Monday, December 20, 2021

Day 216: Learning to Act Despite 'Not Wanting to Act'



Do I not want to write this blog? I commited a long time ago to write a blog every day, by then I wanted to write a blog every day, so it is not true that I don't want to write a blog a given day, that is the lie.

So is one day I don't want to lie, I mean if one day I don't want to write -- wait, did I not say that not wanting to write is a lie? Yes, not wanting to write is a lie. The only reason I will not write one day here is if I cannot physically do it, but since I am home and I have time, I will write today.

On commitments: If I commit to something, I should question the fact that I 'don't feel like' or 'don't want to' do it. Because it is not real. The decision was already made. In any case I should question the decision, and if the answer is that the decision is valid, then I should honour it by doing the decision.

I forgive myself that I have accepted and allowed myself to believe that I don't want to write.

I forgive myself that I have accepted and allowed myself to not see that resistance will be there where I have to change.

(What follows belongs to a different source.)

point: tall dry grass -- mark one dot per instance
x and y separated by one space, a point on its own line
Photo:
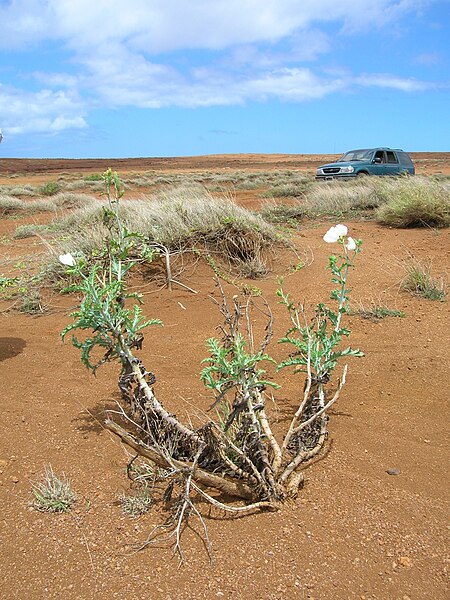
181 219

I forgive myself that I have not accepted and allowed myself to learn to act despite apparently not wanting to act.

I forgive myself that I have accepted and allowed myself to not see, realise and understand that unless I face my resistances I will not be able to accomplish my goals.

I forgive myself that I have accepted and allowed myself to not see, realise and understand that unless I support myself, no one will do it for me.

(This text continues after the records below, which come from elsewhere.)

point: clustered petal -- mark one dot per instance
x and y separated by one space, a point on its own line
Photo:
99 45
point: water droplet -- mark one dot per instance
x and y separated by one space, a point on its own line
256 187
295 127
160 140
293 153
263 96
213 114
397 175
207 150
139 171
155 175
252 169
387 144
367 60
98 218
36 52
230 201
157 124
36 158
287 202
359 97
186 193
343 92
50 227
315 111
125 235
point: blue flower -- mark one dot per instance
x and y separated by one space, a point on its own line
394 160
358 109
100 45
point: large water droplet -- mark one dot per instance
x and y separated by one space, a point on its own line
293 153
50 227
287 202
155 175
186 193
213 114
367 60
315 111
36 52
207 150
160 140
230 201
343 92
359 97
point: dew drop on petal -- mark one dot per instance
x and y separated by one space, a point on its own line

I forgive myself that I have accepted and allowed myself to not see, realise and understand that now that I can write I should write because I don't know if I will be 'possessed' into not writing later on and then it will be too late.

I forgive myself that I have accepted and allowed myself to not want to write.

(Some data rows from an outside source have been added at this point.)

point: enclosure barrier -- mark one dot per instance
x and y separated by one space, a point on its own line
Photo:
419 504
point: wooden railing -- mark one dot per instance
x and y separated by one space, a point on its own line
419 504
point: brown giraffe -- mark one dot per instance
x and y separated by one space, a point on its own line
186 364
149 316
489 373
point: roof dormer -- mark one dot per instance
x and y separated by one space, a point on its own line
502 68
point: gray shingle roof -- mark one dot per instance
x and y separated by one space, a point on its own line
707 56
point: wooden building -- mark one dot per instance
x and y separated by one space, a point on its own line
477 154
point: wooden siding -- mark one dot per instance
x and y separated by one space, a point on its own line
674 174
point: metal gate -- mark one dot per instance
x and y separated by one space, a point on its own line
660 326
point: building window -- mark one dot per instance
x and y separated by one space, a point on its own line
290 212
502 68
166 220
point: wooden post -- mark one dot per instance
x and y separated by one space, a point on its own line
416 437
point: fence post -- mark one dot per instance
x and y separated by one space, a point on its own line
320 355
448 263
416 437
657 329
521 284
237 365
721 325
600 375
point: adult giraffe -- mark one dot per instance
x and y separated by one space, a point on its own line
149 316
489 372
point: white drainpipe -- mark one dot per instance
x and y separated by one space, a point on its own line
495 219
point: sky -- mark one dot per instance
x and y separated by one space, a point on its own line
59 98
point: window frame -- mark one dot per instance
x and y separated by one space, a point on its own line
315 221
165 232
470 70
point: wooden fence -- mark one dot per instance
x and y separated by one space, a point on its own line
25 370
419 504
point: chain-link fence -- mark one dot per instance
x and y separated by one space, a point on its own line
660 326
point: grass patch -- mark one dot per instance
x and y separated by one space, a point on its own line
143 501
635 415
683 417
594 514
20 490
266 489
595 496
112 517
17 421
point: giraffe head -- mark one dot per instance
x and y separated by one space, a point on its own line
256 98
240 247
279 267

I forgive myself that I have accepted and allowed myself to not see, realise and understand that unless I change, I will not change.

I forgive myself that I have accepted and allowed myself no not see, realise and understand that I will come up with every excuse to not write.

I forgive myself that I have accepted and allowed myself to underestimate the power of writing.

I forgive myself that I have not accepted and allowed myself to see that writing is my only cure.

I forgive myself that I have accepted and allowed myself to give into resistances.

I forgive myself that I have accepted and allowed myself to not see that it is in the small acts, such as writing a blog a day, that change happens.

I forgive myself that I have accepted and allowed myself to not see, realise and understand that I am alone with myself and that I should not underestimate how 'bad' it can get if I don't correct myself.

I forgive myself that I have accepted and allowed myself to not see, realise and understand that if I don't direct myself my mind will direct me for myself.

I forgive myself that I have not accepted and allowed myself to see that if I 'turn on the autopilot' I will for sure not change - as I will not do that which I resist.

When and as I see that I go into resistance to writing, I stop and I breathe, I realise that I am fine if I write. I commit myself to write a blog a day.